Thanks to Amelia's invitation, I contributed some essays and reviews to Maska myself. Since Maska is a referential journal internationally, it helped me to get noticed, which is great - especially if you, like we do (artists and other people, working in the arts in Slovenia), need the permission of the state to work legally - and, importantly - also get your social security financed by the state.
I am grateful for the opportunity that Amelia gave me also because, personally, the shift of my previous focus on feminist street art (graffiti, interventions, performances) to performance and dance, (mostly) happening off the streets, opened a new world for me.
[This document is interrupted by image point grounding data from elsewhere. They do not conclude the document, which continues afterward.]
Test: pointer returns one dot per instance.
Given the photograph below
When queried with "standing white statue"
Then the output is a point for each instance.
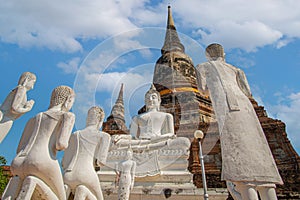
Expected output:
(247, 161)
(153, 124)
(87, 147)
(36, 171)
(125, 171)
(16, 104)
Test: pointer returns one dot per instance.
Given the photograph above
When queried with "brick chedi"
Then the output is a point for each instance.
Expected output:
(175, 79)
(115, 123)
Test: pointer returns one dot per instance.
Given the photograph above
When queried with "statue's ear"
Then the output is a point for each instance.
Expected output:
(25, 81)
(66, 103)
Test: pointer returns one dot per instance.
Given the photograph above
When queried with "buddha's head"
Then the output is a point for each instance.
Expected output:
(152, 98)
(215, 52)
(95, 116)
(27, 80)
(64, 96)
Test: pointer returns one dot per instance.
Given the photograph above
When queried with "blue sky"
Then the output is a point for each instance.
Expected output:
(94, 46)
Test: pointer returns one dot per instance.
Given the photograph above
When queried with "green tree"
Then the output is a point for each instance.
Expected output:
(3, 177)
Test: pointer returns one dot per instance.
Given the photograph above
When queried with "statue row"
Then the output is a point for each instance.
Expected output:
(247, 162)
(36, 170)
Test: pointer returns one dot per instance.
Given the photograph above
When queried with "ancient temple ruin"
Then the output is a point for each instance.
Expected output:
(175, 77)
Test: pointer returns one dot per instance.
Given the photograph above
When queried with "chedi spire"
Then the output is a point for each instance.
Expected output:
(172, 41)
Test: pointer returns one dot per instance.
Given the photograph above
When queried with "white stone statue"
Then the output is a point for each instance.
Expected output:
(150, 130)
(152, 124)
(125, 171)
(16, 104)
(87, 148)
(247, 161)
(151, 133)
(36, 171)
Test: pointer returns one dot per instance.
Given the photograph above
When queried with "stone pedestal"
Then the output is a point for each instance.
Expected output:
(171, 184)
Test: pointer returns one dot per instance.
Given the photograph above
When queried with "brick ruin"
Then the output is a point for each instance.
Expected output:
(175, 77)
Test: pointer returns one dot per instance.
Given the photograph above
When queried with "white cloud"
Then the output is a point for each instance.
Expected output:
(241, 24)
(71, 66)
(58, 25)
(289, 112)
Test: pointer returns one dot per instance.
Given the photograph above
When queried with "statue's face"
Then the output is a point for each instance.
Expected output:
(152, 101)
(30, 84)
(129, 154)
(69, 102)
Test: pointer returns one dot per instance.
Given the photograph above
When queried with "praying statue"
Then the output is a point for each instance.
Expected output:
(36, 170)
(87, 148)
(247, 162)
(125, 171)
(16, 104)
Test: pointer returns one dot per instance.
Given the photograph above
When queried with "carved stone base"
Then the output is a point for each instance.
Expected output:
(169, 184)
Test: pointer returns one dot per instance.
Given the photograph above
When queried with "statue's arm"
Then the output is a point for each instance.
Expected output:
(132, 174)
(243, 83)
(62, 140)
(17, 104)
(134, 127)
(27, 132)
(201, 77)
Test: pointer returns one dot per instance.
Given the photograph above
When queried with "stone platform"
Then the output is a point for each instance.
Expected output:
(178, 185)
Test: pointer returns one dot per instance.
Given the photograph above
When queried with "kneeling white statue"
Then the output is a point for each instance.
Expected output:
(16, 104)
(86, 148)
(36, 171)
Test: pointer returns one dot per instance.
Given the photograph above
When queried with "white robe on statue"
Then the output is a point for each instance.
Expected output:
(246, 155)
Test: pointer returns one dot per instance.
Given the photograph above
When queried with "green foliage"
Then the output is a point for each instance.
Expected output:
(3, 178)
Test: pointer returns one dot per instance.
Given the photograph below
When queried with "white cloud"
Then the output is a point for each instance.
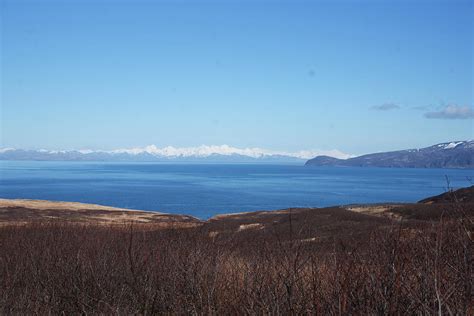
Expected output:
(452, 112)
(385, 107)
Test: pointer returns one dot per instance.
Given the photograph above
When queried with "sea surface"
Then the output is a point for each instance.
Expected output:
(204, 190)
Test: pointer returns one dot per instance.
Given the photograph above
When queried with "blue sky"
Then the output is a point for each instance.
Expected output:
(358, 76)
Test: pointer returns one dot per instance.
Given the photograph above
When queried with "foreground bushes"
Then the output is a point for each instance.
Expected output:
(400, 269)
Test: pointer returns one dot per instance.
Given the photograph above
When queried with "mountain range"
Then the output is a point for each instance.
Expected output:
(457, 154)
(204, 153)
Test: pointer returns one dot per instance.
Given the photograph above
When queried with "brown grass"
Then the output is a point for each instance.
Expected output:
(305, 261)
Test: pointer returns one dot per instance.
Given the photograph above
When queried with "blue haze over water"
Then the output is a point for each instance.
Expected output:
(204, 190)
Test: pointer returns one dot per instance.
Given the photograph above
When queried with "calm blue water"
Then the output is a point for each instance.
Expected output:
(205, 190)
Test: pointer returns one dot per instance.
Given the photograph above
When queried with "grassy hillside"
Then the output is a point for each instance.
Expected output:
(376, 259)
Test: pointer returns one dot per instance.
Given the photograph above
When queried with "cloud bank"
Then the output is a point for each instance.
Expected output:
(385, 107)
(452, 112)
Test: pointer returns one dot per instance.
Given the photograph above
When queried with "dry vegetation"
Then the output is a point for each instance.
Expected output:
(302, 261)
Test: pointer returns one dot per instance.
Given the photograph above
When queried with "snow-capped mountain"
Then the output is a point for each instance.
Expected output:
(458, 154)
(221, 153)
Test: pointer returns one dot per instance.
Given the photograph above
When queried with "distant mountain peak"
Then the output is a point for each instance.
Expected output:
(456, 154)
(169, 153)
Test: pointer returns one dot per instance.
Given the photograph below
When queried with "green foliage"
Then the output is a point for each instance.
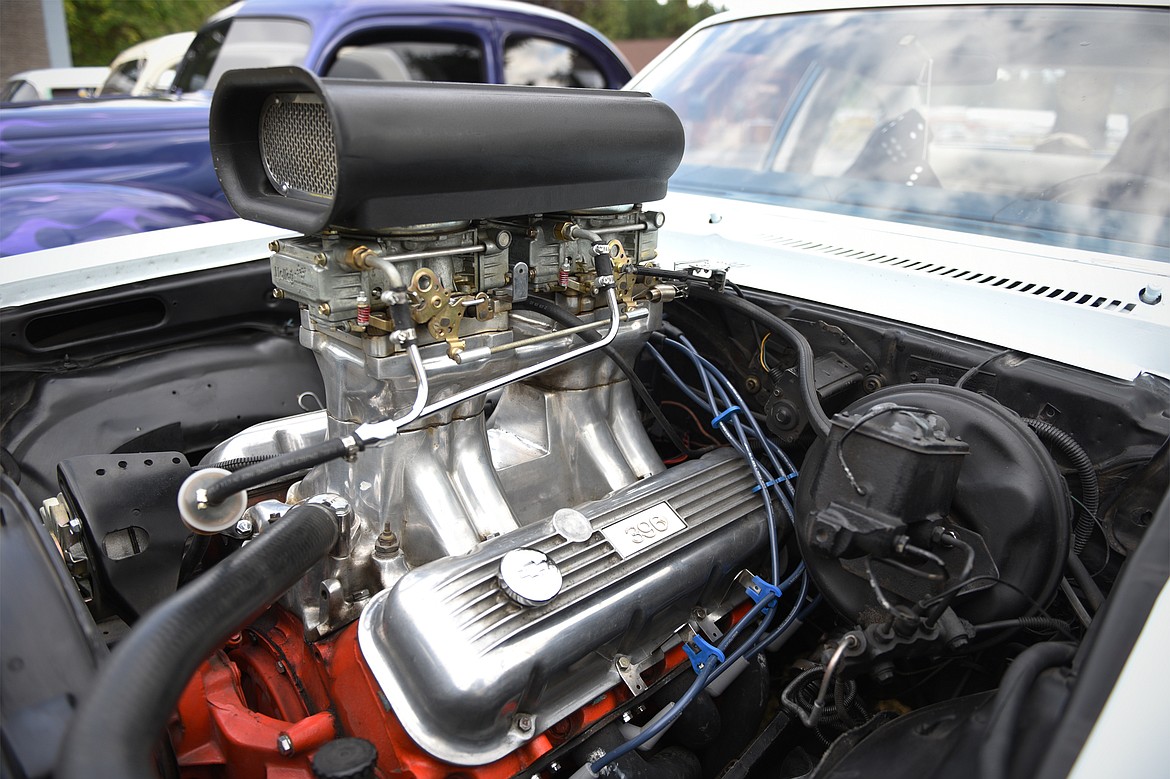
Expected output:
(98, 29)
(621, 20)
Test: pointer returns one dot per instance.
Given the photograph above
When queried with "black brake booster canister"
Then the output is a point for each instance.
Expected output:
(924, 490)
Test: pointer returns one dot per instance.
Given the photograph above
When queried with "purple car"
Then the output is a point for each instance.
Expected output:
(83, 171)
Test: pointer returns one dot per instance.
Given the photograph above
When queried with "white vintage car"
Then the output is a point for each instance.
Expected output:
(802, 411)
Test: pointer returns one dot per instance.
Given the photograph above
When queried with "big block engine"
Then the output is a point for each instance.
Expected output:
(502, 578)
(565, 509)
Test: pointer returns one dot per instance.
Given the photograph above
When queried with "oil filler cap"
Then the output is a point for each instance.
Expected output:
(345, 758)
(529, 577)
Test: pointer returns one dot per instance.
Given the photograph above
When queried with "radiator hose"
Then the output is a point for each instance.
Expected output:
(118, 724)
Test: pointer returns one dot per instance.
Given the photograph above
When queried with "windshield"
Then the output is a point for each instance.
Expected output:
(241, 43)
(1048, 124)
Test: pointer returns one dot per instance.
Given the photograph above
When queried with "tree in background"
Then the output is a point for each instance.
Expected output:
(623, 20)
(98, 29)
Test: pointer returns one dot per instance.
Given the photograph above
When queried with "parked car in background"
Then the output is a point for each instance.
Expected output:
(146, 68)
(806, 420)
(53, 84)
(160, 143)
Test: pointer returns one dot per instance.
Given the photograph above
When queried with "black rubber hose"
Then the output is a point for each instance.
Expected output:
(1091, 490)
(805, 359)
(1030, 622)
(239, 462)
(995, 755)
(1085, 581)
(274, 468)
(117, 725)
(569, 319)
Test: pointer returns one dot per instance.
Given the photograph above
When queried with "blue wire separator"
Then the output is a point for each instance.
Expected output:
(702, 653)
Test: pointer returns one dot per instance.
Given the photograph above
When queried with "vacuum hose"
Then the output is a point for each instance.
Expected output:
(118, 724)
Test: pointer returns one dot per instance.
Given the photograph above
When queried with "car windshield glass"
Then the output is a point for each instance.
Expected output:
(241, 43)
(122, 80)
(1047, 124)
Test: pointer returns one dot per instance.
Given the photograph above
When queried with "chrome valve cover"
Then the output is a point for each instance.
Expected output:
(473, 669)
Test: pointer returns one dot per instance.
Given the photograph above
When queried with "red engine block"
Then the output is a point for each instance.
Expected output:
(267, 701)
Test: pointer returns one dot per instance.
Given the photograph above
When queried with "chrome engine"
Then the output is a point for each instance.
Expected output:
(515, 546)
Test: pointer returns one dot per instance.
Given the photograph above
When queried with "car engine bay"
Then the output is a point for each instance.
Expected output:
(552, 507)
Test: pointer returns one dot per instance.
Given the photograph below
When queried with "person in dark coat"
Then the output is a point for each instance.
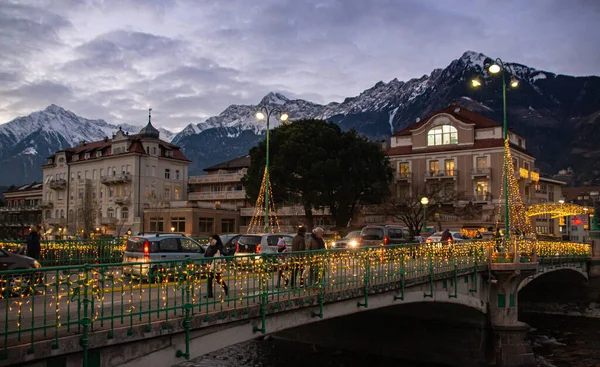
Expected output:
(298, 244)
(34, 247)
(446, 235)
(215, 250)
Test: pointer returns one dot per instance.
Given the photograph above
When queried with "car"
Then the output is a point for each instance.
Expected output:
(19, 283)
(456, 237)
(350, 241)
(384, 235)
(260, 243)
(144, 249)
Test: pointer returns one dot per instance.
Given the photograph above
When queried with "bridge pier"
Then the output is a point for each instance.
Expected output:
(511, 347)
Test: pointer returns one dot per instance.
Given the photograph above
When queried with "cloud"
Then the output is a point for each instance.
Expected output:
(191, 59)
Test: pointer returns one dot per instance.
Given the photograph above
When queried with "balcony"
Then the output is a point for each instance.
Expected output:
(403, 176)
(59, 184)
(218, 195)
(112, 180)
(481, 172)
(121, 200)
(453, 174)
(228, 177)
(46, 204)
(108, 221)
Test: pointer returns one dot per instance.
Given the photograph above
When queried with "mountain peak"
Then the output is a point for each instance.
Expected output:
(274, 98)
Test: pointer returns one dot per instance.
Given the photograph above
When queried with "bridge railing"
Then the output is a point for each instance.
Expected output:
(93, 302)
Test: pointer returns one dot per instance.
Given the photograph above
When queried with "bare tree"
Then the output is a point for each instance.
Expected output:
(407, 207)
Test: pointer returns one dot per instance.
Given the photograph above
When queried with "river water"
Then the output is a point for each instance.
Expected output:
(557, 341)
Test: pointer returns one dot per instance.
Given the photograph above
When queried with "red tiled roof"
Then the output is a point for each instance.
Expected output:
(479, 144)
(463, 115)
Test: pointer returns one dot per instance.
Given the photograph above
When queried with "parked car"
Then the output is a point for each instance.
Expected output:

To my joy, the latest issue of Maska journal, nr. 189-190, is subtitled "The Feminists in the Spotlight". It features Alenka Spacal's essay on the amazing gender/genre-changer Bridge Markland, Jennie Klein's article on the feminist performance scene in Singapore, and my interview with the London-based editor of HYSTERIA.
In the e-mail interview, made in 2016 and entitled "Pleasure in Performing a Jagged Version of Femininity" the Hysteria editor says:
"Personally, I do not look for art in the museum or on stage. I find art on the streets, on the dark web, on Tumblr, etc., definitely not in the “art world”. Whenever I am in those contexts, and I have to admit that those are the contexts where my performances are often found, I become bored and uninspired. What I find here is merely reproductions of something old. I’m not interested in that. I long for quick movements, discomfort, violence, destructions and unbecomings in both art and politics and I only find this outside “art” and “politics” due to the institutionalisation and capitalisation of these concepts."
The latest issue of Maska also features Mala Kline's essay "Communal Dreaming: Beyond the 'We' We Know". I'm glad I could participate in one part of this dreamy project (Dream Hostel CII, 2014) at City of Women Festival in Ljubljana. That year, I was blogging for the festival and wrote (together with Cyprian Laskowski) an article, inspired by Dream Hostel CII, a 23-hour performance where the audience was invited for a sleep-over and to enter a specific form of dream exchange.
Bon voyage, Maska, may the new editor be as bright, decisive and supportive as the past one was.